THE MARCH ON WASHINGTON

On August 28, 1963, two weeks before the Birmingham church bombing, 250,000 black and white Americans converged on the nation’s capital for the March on Washington, often considered the high point of the nonviolent civil rights movement. Organized by a coalition of civil rights, labor, and church organizations led by A. Philip Randolph, the black unionist who had threatened a similar march in 1941, it was the largest public demonstration in the nation’s history to that time. Calls for the passage of a civil rights bill pending before Congress took center stage. But the march’s goals also included a public-works program to reduce unemployment, an increase in the minimum wage, and a law barring discrimination in employment. These demands, and the marchers’ slogan, “Jobs and Freedom,” revealed how the black movement had, for the moment, forged an alliance with white liberal groups. On the steps of the Lincoln Memorial, King delivered his most famous speech, including the words, “I have a dream that one day this nation will rise up and live out the true meaning of its creed: ‘We hold these truths to be self-evident, that all men are created equal.’” (See the Appendix for the full text.)

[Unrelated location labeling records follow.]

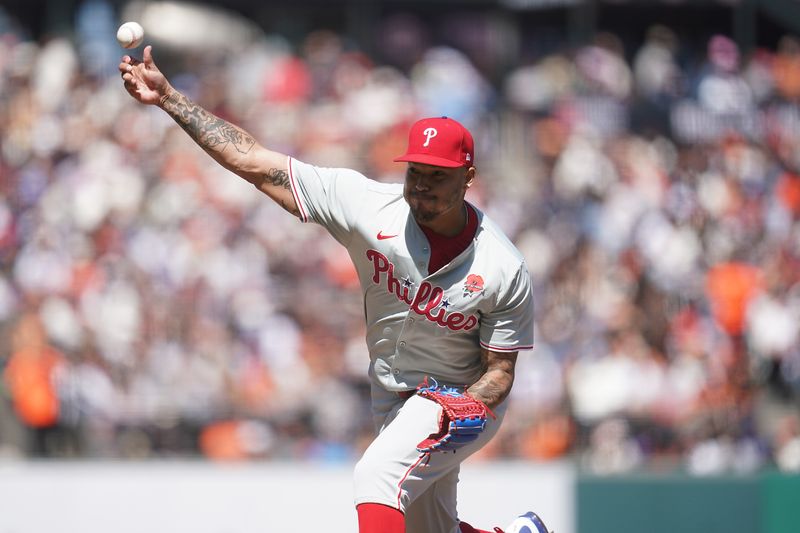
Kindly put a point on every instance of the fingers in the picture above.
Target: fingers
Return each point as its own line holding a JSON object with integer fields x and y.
{"x": 148, "y": 56}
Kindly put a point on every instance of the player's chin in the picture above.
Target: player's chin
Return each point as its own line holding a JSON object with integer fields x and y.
{"x": 423, "y": 215}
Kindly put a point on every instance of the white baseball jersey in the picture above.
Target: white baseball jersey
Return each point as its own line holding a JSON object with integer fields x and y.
{"x": 419, "y": 324}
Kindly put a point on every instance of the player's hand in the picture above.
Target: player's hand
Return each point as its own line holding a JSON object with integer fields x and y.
{"x": 143, "y": 80}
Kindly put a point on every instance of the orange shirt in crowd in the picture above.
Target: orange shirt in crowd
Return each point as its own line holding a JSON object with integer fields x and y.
{"x": 30, "y": 378}
{"x": 730, "y": 288}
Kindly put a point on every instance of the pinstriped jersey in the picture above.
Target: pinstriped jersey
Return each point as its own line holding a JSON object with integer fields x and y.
{"x": 419, "y": 324}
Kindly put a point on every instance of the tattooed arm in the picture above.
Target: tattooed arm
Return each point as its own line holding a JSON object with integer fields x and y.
{"x": 229, "y": 145}
{"x": 498, "y": 376}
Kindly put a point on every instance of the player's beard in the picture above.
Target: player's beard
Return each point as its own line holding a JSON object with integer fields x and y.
{"x": 427, "y": 208}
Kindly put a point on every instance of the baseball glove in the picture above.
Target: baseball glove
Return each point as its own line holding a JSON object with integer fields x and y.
{"x": 462, "y": 419}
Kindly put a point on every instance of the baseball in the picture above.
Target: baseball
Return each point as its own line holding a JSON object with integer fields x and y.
{"x": 130, "y": 35}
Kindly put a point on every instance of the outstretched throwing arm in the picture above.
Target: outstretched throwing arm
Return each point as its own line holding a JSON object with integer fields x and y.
{"x": 231, "y": 146}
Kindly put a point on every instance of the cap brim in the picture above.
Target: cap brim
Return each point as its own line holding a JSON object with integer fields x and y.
{"x": 427, "y": 159}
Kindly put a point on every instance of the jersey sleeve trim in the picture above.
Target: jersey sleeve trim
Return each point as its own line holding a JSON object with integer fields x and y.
{"x": 295, "y": 193}
{"x": 506, "y": 349}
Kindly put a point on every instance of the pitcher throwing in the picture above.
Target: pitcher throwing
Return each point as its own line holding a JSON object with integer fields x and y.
{"x": 447, "y": 299}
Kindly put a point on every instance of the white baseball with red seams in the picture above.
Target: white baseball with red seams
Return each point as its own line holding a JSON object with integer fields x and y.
{"x": 418, "y": 325}
{"x": 130, "y": 34}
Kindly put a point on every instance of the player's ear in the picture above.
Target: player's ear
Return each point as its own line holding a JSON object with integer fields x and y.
{"x": 470, "y": 177}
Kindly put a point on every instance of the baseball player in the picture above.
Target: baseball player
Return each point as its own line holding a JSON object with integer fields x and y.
{"x": 447, "y": 301}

Part of the crowd that gathered at the Lincoln Memorial for the 1963 March on Washington to demand “Jobs and Freedom.”

The March on Washington reflected an unprecedented degree of black-white cooperation in support of racial and economic justice. But it also revealed some of the movement’s limitations, and the tensions within it. Even though female activists like Jo Ann Robinson and Ella Baker had played crucial roles in civil rights organizing, every speaker at the Lincoln Memorial was male. The organizers ordered SNCC leader John Lewis (later a congressman from Georgia) to tone down his speech, the original text of which called on blacks to “free ourselves of the chains of political and economic slavery” and march “through the heart of Dixie the way Sherman did... and burn Jim Crow to the ground.” Lewis’s rhetoric forecast the more militant turn many in the movement would soon be taking.

“Seek the freedom in 1963 promised in 1863,” read one banner at the March on Washington. And civil rights activists resurrected the Civil War-era vision of national authority as the custodian of American freedom. Despite the fact that the federal government had for many decades promoted segregation, blacks’ historical experience suggested that they had more hope for justice from national power than from local governments or civic institutions—home owners’ associations, businesses, private clubs—still riddled with racism. It remained unclear whether the federal government would take up this responsibility.